Introduction: Fortune 500 Companies
Updated:
Overview¶
The purpose of this introductory notebook is to get our feet wet with python for data analysis, starting off with a simple, but certainly not boring dataset. We will be using the Fortune 500 companies list from 1955-2005.

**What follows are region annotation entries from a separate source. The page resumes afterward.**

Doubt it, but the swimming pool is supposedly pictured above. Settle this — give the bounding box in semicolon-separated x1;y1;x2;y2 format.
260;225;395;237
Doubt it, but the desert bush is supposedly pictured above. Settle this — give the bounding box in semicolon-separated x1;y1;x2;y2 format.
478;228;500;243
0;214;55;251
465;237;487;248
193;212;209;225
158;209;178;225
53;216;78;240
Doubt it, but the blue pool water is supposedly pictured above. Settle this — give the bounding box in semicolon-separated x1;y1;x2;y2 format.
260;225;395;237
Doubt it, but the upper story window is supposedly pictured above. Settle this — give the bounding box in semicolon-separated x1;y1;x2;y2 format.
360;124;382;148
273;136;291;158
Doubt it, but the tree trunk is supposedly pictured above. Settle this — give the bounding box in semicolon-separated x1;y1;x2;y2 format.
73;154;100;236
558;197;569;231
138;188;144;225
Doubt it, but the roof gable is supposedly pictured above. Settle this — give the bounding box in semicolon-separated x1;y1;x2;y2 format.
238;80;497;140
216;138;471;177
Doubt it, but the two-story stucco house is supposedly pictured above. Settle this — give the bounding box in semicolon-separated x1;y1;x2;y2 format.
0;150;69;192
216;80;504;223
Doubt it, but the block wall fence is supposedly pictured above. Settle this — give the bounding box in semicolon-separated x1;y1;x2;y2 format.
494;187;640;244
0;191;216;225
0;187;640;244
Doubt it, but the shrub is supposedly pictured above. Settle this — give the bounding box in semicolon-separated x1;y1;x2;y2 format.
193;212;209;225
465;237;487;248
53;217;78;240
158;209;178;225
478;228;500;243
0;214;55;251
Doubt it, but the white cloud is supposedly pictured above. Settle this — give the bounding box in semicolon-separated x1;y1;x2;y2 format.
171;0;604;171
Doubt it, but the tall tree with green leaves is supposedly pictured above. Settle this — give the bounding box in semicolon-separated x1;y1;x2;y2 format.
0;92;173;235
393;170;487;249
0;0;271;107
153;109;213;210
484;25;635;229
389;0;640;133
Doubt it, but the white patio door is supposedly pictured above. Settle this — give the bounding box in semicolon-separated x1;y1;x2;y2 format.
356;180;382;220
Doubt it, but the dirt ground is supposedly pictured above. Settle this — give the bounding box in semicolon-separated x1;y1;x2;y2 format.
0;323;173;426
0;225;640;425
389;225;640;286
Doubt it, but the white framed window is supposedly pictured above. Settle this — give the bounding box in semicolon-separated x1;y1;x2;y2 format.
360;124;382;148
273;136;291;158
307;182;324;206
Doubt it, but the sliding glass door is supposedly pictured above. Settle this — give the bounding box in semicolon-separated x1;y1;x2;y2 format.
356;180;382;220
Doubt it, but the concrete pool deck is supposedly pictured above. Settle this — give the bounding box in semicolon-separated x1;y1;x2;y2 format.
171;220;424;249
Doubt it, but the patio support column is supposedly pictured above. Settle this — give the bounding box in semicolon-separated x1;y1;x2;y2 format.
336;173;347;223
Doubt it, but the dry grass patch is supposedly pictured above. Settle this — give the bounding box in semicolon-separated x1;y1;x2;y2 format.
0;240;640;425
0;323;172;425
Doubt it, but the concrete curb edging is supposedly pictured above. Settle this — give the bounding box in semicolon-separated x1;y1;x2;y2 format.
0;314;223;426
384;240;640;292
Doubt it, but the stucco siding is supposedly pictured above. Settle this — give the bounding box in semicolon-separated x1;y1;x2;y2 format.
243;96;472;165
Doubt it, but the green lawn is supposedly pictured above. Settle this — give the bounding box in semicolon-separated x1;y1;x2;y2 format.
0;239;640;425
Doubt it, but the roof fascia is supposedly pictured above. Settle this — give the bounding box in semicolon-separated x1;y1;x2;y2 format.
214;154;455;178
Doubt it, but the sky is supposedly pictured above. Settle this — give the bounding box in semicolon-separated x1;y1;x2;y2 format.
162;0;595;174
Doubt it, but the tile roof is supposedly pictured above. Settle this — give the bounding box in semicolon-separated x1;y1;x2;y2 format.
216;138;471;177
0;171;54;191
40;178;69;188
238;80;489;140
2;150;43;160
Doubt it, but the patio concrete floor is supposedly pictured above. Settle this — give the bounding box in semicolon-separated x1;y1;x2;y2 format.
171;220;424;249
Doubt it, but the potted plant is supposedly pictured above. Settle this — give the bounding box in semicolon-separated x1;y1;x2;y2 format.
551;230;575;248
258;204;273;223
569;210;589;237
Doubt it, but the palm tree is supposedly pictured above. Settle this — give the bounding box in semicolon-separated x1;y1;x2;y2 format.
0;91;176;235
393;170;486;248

We'll do some simple plotting with pandas and matplotlib to explore the data in greater detail and address issues with the data as we come across them.
Imports¶
import numpy as np
import pandas as pd
import matplotlib.pyplot as plt
The holy trinity of python data analysis, if ever in doubt, these imports are always a good place to start.
Data¶
The external data used in this notebook can be obtained from: https://www.dataquest.io/blog/large_files/fortune500.csv
The CSV file contains information about fortune 500 companies spanning the years 1955 - 2005.
There are 25500 rows representing 51 (years) sets of 500 (companies).
The provided columns include:
Year
- year that the fortune 500 list was publishedRank
- company's position on the fortune 500 listCompany
- name of the companyRevenue (in millions)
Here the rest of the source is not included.